Appellant was convicted of an assault with a dangerous weapon upon his estranged wife.

Before trial his court-appointed counsel moved for determination of defendant's mental competency to stand trial. As ground for this motion, counsel alleged, inter alia, that the defendant "failed to respond logically to questions put to him * * * [that he] seemed dazed and detached and unable to orientate himself to the fact that he was being tried by a Court of Law. * * * [and that he] attempted suicide [on the day of the alleged offense] by jumping from the Fourteenth Street Bridge into the Potomac River." At the hearing upon the motion, immediately after the court had ruled that it would order the examination, defense counsel requested that the examination include "consideration that the defendant could have been mentally ill at the time of commission of the crime." The court refused, stating: "No, I am going to order only the one thing." Counsel persisted, however, by asking if he could "make an amendment in order to include an investigation that would also tie in the defendant's mental condition at the time the crime was committed?" Whereupon the court said: "I am not going to include that in the order." Accordingly an order was entered directing an examination for the limited purpose of determining competency to stand trial.

The report of the examination conducted reads in its entirety as follows:

"Jacob Calloway was admitted to District of Columbia General Hospital July 18, 1958.

"Psychiatric examination reveals this patient to be sane, competent and capable of participating in his own defense.

"He may be returned to the Court at any time."

Appellant was thereupon brought to trial. His sole defense was insanity.

This case is governed by our recent decision in Winn v. United States, ___ U.S.App.D.C. ___, 270 F.2d 326. There the prosecutor, in a pre-trial motion, sought "a complete and thorough mental examination." But the examination ordered by the court was limited to consideration of the defendant's competency to stand trial.
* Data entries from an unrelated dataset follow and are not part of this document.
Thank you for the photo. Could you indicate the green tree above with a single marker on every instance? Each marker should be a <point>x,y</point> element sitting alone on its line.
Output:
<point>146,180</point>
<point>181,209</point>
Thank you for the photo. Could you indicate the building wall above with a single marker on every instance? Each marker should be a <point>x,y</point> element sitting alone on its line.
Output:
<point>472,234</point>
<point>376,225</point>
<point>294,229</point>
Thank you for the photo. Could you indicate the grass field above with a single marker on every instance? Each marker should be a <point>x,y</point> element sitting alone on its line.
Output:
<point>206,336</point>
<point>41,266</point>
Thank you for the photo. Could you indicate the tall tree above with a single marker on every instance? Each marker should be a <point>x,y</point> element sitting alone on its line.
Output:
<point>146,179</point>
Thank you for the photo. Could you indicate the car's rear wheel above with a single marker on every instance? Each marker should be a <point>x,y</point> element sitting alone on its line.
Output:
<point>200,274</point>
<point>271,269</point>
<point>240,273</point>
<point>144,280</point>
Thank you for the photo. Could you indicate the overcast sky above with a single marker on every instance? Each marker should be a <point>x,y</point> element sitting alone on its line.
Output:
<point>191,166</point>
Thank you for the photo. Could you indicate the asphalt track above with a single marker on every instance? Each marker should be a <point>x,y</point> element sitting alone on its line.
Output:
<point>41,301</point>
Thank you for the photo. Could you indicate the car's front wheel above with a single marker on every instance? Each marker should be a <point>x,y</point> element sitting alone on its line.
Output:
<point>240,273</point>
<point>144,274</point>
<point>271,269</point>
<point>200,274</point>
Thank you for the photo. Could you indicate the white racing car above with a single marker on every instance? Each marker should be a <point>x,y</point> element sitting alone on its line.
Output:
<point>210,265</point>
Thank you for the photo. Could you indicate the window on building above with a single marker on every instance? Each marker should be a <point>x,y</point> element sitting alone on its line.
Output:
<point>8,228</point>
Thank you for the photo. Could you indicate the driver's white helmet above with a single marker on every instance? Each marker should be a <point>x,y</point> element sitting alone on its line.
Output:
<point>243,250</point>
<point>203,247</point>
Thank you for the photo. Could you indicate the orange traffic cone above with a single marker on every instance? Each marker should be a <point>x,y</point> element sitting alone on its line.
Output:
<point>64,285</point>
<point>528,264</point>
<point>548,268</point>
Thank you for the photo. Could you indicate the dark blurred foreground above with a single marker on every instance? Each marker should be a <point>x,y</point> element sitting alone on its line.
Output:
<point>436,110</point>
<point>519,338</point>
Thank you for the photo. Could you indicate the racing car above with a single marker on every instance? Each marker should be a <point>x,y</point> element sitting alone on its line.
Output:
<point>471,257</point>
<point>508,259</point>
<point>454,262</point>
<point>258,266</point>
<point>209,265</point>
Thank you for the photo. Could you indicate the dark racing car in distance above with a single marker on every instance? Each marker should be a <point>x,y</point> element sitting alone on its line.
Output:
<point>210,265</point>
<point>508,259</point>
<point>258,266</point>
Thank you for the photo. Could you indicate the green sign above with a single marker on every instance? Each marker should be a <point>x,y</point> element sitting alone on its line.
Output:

At trial, as in the present case,1 the limited scope of the examination conducted was apparent from the testimony of the psychiatrist who conducted it. On appeal from the conviction, we pointed out that proper determination of the issue of responsibility requires more extensive investigation than that required to determine competency to stand trial. As in Winn, therefore, this case is

Reversed and remanded.


1. In the instant case, the prosecution called the psychiatrist who had examined appellant seven weeks after the alleged offense for the purpose of determining his trial competency. The witness testified that in his opinion appellant was free from mental disease or defect at the time of the alleged offense. He based this opinion on information elicited from appellant that, at the time in question, he had no hallucinations, felt no panic and was able to recognize his surroundings. For all that appears in the record before us, the witness obtained all of his information from appellant. Thus, although appellant blamed his marital difficulties, it is not shown that the psychiatrist obtained any information from appellant's wife. Nor does it appear that the psychiatrist had the benefit of any information from appellant's employer or co-workers, who testified at the trial that after 1956 appellant had changed "terribly," that he stared into space, talked to himself, was upset, moody, brooding, and looked like he was going to "crack up." It may be that the psychiatrist viewed this information as unnecessary for a determination of trial competency. But such information is an essential part of the supporting data which makes the expert's opinion meaningful upon the issue of criminal responsibility. Carter v. United States, 1957, 102 U.S. App.D.C. 227, 252 F.2d 608; Winn v. United States, ___ U.S.App.D.C. ___, 270 F.2d 326.